What does the data tell us?
Prior to the quarter-finals, starting today, every player has played four matches in the tournament, allowing us to have a look at each player’s data from the same sample size.
Examining the remaining eight men in the tournament gives us some fascinating insight into the levels exhibited by each player - detailed in the table below (sorted by combined service/return points won percentages).
Who are the top performing male contenders?
Surprisingly, Novak Djokovic (122.5%) has a slight edge over Rafa Nadal (120.3%) when looking at the combined service points won percentages, with Nadal edging the return numbers but Djokovic more solid on serve, winning 76.6% of points on serve against his opponents so far. In addition, Djokovic has spent over two hours fewer on court than Nadal, despite only playing one set fewer. Nadal does have a propensity to play long points, so this is less surprising.

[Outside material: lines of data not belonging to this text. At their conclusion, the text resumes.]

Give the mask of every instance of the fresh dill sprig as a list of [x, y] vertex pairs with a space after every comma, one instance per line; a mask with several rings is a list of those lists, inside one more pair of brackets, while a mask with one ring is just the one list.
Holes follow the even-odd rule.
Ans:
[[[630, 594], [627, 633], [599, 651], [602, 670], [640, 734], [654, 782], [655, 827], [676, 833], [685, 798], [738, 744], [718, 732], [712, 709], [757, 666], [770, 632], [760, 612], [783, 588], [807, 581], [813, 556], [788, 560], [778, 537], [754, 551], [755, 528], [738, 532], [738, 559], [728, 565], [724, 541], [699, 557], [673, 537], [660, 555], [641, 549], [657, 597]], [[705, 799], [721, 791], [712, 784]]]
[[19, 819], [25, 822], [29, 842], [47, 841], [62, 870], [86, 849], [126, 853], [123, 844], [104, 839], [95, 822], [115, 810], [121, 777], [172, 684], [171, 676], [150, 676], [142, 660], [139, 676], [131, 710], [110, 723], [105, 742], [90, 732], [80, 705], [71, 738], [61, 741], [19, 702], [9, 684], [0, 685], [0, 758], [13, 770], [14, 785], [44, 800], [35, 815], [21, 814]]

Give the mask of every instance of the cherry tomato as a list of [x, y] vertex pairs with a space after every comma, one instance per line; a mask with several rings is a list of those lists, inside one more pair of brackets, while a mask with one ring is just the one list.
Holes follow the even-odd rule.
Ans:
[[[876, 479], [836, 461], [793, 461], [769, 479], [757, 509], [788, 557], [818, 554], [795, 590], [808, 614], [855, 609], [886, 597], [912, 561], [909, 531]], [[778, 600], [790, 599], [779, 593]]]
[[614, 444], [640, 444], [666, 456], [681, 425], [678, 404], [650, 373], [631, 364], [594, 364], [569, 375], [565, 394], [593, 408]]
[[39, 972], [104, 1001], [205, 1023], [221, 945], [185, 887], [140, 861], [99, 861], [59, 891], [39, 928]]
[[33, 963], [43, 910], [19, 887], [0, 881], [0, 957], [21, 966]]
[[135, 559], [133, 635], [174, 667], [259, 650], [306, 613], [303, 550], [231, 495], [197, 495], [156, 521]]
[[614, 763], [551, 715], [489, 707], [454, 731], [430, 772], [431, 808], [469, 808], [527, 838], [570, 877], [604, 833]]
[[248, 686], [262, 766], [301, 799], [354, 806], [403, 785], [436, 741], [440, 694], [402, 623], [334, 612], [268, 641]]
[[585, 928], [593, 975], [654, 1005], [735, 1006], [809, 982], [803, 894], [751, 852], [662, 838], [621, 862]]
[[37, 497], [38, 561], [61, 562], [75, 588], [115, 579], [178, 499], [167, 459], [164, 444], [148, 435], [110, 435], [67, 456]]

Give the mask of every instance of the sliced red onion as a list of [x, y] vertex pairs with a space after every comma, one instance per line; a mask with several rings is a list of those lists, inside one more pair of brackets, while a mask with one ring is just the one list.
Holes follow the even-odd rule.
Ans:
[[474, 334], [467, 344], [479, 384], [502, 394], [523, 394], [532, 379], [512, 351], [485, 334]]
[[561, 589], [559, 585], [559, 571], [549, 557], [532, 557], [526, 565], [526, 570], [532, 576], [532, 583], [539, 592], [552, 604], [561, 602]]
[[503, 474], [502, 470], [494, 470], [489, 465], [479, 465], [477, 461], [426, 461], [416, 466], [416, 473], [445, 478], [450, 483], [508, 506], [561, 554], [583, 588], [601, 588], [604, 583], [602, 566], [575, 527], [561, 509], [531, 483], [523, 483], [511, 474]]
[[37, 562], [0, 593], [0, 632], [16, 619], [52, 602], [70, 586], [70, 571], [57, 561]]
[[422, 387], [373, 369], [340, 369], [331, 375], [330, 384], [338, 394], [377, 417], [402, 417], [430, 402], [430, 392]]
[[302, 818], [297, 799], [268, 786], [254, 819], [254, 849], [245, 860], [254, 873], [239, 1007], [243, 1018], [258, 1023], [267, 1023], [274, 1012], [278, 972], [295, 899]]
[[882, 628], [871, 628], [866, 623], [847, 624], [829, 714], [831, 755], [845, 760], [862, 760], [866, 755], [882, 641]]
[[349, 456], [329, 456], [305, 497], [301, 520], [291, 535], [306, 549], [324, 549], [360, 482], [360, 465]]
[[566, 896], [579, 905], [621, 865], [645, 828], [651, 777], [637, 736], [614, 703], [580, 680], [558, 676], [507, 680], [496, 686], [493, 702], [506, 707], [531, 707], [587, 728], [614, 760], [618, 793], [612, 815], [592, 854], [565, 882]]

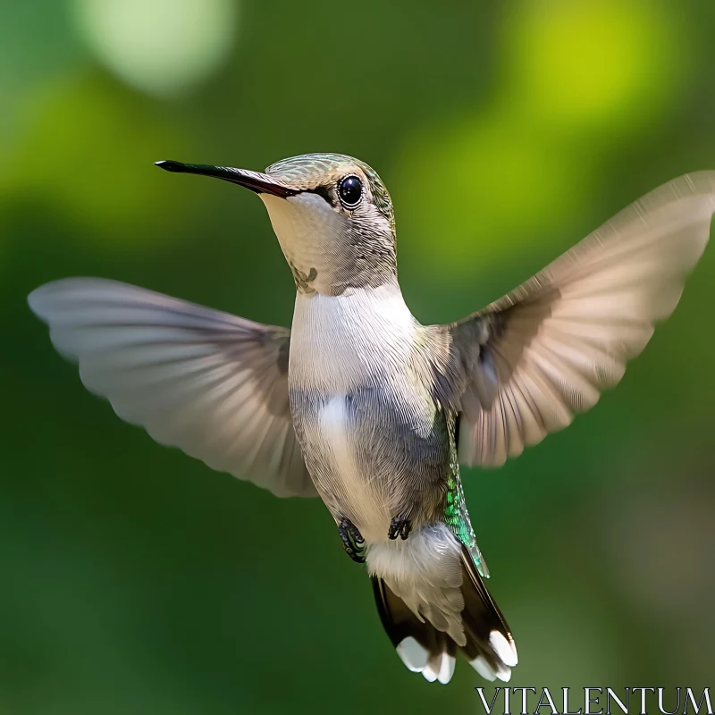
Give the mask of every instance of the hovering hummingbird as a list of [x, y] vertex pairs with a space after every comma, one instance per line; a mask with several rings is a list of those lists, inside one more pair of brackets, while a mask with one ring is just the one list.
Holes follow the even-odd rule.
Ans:
[[620, 380], [705, 248], [715, 172], [657, 189], [483, 310], [421, 325], [398, 283], [390, 196], [366, 164], [157, 165], [258, 194], [295, 280], [290, 331], [70, 278], [29, 298], [55, 346], [158, 442], [278, 496], [320, 496], [410, 670], [447, 683], [459, 651], [509, 680], [517, 649], [459, 464], [500, 466]]

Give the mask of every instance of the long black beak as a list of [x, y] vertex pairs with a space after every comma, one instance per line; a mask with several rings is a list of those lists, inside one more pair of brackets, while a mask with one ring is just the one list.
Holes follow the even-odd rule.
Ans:
[[231, 169], [230, 166], [211, 166], [206, 164], [181, 164], [181, 162], [163, 161], [155, 162], [155, 165], [166, 172], [175, 173], [198, 173], [202, 176], [214, 176], [231, 181], [239, 186], [245, 186], [257, 194], [273, 194], [286, 198], [298, 193], [295, 189], [290, 189], [278, 183], [273, 177], [260, 172], [248, 172], [243, 169]]

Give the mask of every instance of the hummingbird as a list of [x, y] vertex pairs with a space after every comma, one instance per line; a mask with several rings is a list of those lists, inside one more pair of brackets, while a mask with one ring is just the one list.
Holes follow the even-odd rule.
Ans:
[[485, 586], [460, 465], [502, 465], [621, 379], [704, 250], [715, 172], [656, 189], [482, 310], [423, 325], [398, 282], [390, 195], [366, 164], [156, 165], [263, 200], [295, 282], [290, 330], [68, 278], [29, 297], [57, 350], [161, 444], [279, 497], [319, 496], [408, 669], [448, 683], [460, 653], [508, 681], [517, 648]]

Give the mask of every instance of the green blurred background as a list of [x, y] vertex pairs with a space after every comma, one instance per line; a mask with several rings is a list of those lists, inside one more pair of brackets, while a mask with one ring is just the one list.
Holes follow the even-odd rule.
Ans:
[[[121, 423], [25, 297], [97, 275], [289, 324], [260, 202], [152, 162], [337, 151], [391, 190], [415, 315], [457, 319], [715, 169], [714, 30], [711, 0], [0, 0], [0, 713], [479, 711], [466, 665], [402, 666], [319, 501]], [[713, 280], [711, 247], [614, 392], [464, 474], [513, 686], [715, 685]]]

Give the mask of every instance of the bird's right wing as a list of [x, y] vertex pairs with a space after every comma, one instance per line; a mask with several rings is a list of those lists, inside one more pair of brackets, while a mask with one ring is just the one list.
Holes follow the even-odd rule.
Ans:
[[615, 385], [677, 304], [713, 211], [715, 172], [681, 176], [452, 324], [467, 383], [460, 462], [499, 467]]
[[289, 330], [97, 278], [28, 300], [120, 417], [278, 496], [315, 495], [288, 403]]

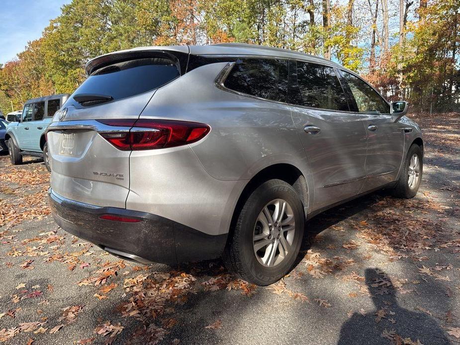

More predictably, however, both players are well in excess of their rivals. Only Roger Federer (117.5% combined) can come close to the duo, with the rest of the field looking far removed from the level that Djokovic, Nadal and Federer - the three elite players in the field - can boast.
How does the rest of the field compare?
Dominic Thiem and Karen Khachanov look the ‘best of the rest’. Thiem has underperformed on break points (-1.9% based on his serve and return points won expectation) while Khachanov has rather overperformed on these key points, which is illustrated in him having a higher tournament combined hold/break percentage than Thiem, but a lower combined service/return points won percentage.
Khachanov has performed well here, and outperformed expectations so far, but it would be dangerous to over-rate his run here as the season continues, given the likely mean-reversion from overperforming at these key points in matches.
The remaining trio of Kei Nishikori, Stan Wawrinka and Alexander Zverev will need considerable improvement to test the elite players remaining in the draw. Nishikori’s serve (62.8% service points won) is the worst in the field, and with historically poor service data against top-level opposition, he would be expected to struggle in this area as the tournament continues. He’s also spent the most time on court (802 minutes) of all the remaining players in the event.
Zverev’s serve numbers are similar, and the German has struggled to get through to this stage, needing five sets twice against mediocre opposition. He did win the Geneva event immediately prior to the French Open, and this, plus the 725 minutes of court time so far, is likely to mean he’s more fatigued than most left in the draw.
As for Wawrinka, my assessment is that he’s rather flattered to be at this stage. A combined serve/return points won percentage of 105% for the tournament is unimpressive, and we can see why he’s got through some tight matches - he’s overperformed on break points by 13.1%.
This was in evidence against Stefanos Tsitsipas in the previous round (he won with 13 fewer break point chances) and these numbers, in conjunction with a spending over five hours more on court than his quarter-final opponent Roger Federer, and a dreadful 3-22 head to head record against his countryman, means that it would be a massive surprise if Wawrinka progressed to the semi-finals.
Which female contenders have been the most impressive?
Turning our focus to the women’s event, there are rather different dynamics at play. Court time, as evidenced by the table below, is much less of a consideration, with Sloane Stephens (429 minutes) spending the most time on court, just over two hours more than Ashleigh Barty (288 minutes).
We can also see that there is much less of a difference between the player who has exhibited the best combined serve/return points won percentage (marginally Simona Halep) and the lowest (Sloane Stephens), and this continues to give us belief that the women’s tournament (and tour as a whole) is much more of a level playing field compared to the men’s event.
Interestingly, despite leading the field in the serve/return points won metric, Halep doesn’t do so in games won percentage, or combined hold/break percentage either, with below expectation break point performance causing her issues so far in the tournament.
Both of those areas are led by Marketa Vondrousova, with the 19 old Czech left-hander impressing en route to this stage, winning every set competed with the loss of four games or fewer.
Vondrousova faces Petra Martic in the quarter-finals, and it’s worth pointing out that Martic is also well treated on the data above, ranked third for combined serve/return points won and games won percentage, and second on combined tournament hold/break percentage.
Who are the female underdogs?
With Halep, Vondrousova and Martic the most impressive so far in the event, Ashleigh Barty and Amanda Anisimova (who also is yet to drop a set) look like solid ‘tier two’ players based on the table above, but Madison Keys, Johanna Konta and the aforementioned Stephens look less impressive compared to the rest of the field.
Stephens has underperformed badly on break points, but does possess the worst combined serve/return points won percentage in the current tournament compared to the rest of the remaining players - and has spent the most time on court as well. The American faces Johanna Konta in the quarter-finals, and based on the data from the 2019 French Open at least, would be a slight underdog to the Brit.